Hello, SQLite developers!

Sorry for my bad English.

I use SQLite (great program!), and encounter some unicode problems.
I think, this problems not with dbms kernel, but with command-line
utilite.

So far as SQLite supports unicode, I want at least enter russian
strings into table rows and (probably) create tables and columns
with russian names. I use SQLite from Python via PySQLite 2.0.4
(SQLite version 3.2.5), and it works without any problem -- I can
create russian strings and russian-named tables.

But when I open database with command-line utilite (SQLite version
3.2.6, Windows 2000), I see unreadable junk instead of russian symbols.

Interestingly, I can create create database in command-line utilite,
enter russian strings and create tables with russian names, and all
works without any visible errors (such as 'incorrect symbols in table
name'), but database contains string in native 'cp866' encoding
instead of utf-8. When I try open this file from Python via PySQLite,
I get UnicodeDecodeError.

( There are two russian 8-bit encodings in Windows. Most programs
  store data in 'cp1251' (also known as 'Windows-1251') encoding.
  But command prompt window uses legacy 'cp866' encoding )

It seems today's sqlite command-line utilite completely unaware
about non-ascii symbols and always keep this in current encoding
instead of unicode.

Attached file 'db1' is correct database file created via PySQLite.
All russian strings properly encoded as utf-8. It won't work with
command-line utilite (all russian strings printed as unreadable junk).

Attached file 'db2' is incorrect database with same structure created
via command-line utilite. All russian strings erroneously encoded
as cp866. It printed perfectly in command line, but won't work with
PySQLite (UnicodeDecodeError raised when I try execute query).

I think, command-line utilite must determine current encoding
(In my case, cp866), and perform transformation
native_encoding <-> utf-8.

---------------------------------------------------------------------

Attached text files is SQL scripts containing russian symbols in
different encodings. I try execute this files in command-line utilite.
This files have same content, but in different encodings.

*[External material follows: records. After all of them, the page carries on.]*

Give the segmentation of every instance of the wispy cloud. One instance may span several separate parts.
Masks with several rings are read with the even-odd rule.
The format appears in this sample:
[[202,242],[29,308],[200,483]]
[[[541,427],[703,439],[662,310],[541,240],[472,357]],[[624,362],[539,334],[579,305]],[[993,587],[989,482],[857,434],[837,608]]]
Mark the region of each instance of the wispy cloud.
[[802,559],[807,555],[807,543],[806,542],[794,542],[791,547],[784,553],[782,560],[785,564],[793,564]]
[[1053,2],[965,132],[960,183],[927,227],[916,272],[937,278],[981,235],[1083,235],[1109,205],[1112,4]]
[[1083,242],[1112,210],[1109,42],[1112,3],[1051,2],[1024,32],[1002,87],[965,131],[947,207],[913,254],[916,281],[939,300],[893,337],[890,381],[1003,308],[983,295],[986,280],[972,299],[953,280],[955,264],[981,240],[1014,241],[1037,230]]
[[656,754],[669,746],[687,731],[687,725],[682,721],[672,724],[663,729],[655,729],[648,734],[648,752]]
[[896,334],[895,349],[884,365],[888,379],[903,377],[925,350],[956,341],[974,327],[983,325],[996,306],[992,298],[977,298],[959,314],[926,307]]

'cp866.txt' generates incorrect database which worked as "normal" from
command-line utilite, but keep non-ascii strings as cp866 instead of unicode.

'cp1251.txt' is usual russian text in Windows. Almost all programs
generates russian text in this encoding. When i try read this file
from command-line utilite, result database contains cp1251-encoded
strings instead of unicode. Screen output is unreadable in command
line, and database not work in Python ('UnicodeDecodeError' raises)

Main russian encoding in Windows is cp1251. I think, ideal solution
for russian strings is read and write dump files as cp1251, but produce
screen output as cp866. As minimal solution, all data and files can be
procesed as cp866, with internal converting to utf-8.

'utf8-bom.txt' is unicode file, created with standard Windows text
editor (Notepad). On Windows, all generated utf-8 files have prefix
0xEF 0xBB 0xBF (this utf-8 'byte order mark' used for distinguish
from plain 8-bit text). sqlite.exe generates error when read this file.

'utf8.txt' is the same file as 'utf8-bom.txt' with header deleted
manually (Standard windows editors don't allow delete this header).
It works well, and generated correct database. Printed russian strings
unreadable from sqlite command-line utilite.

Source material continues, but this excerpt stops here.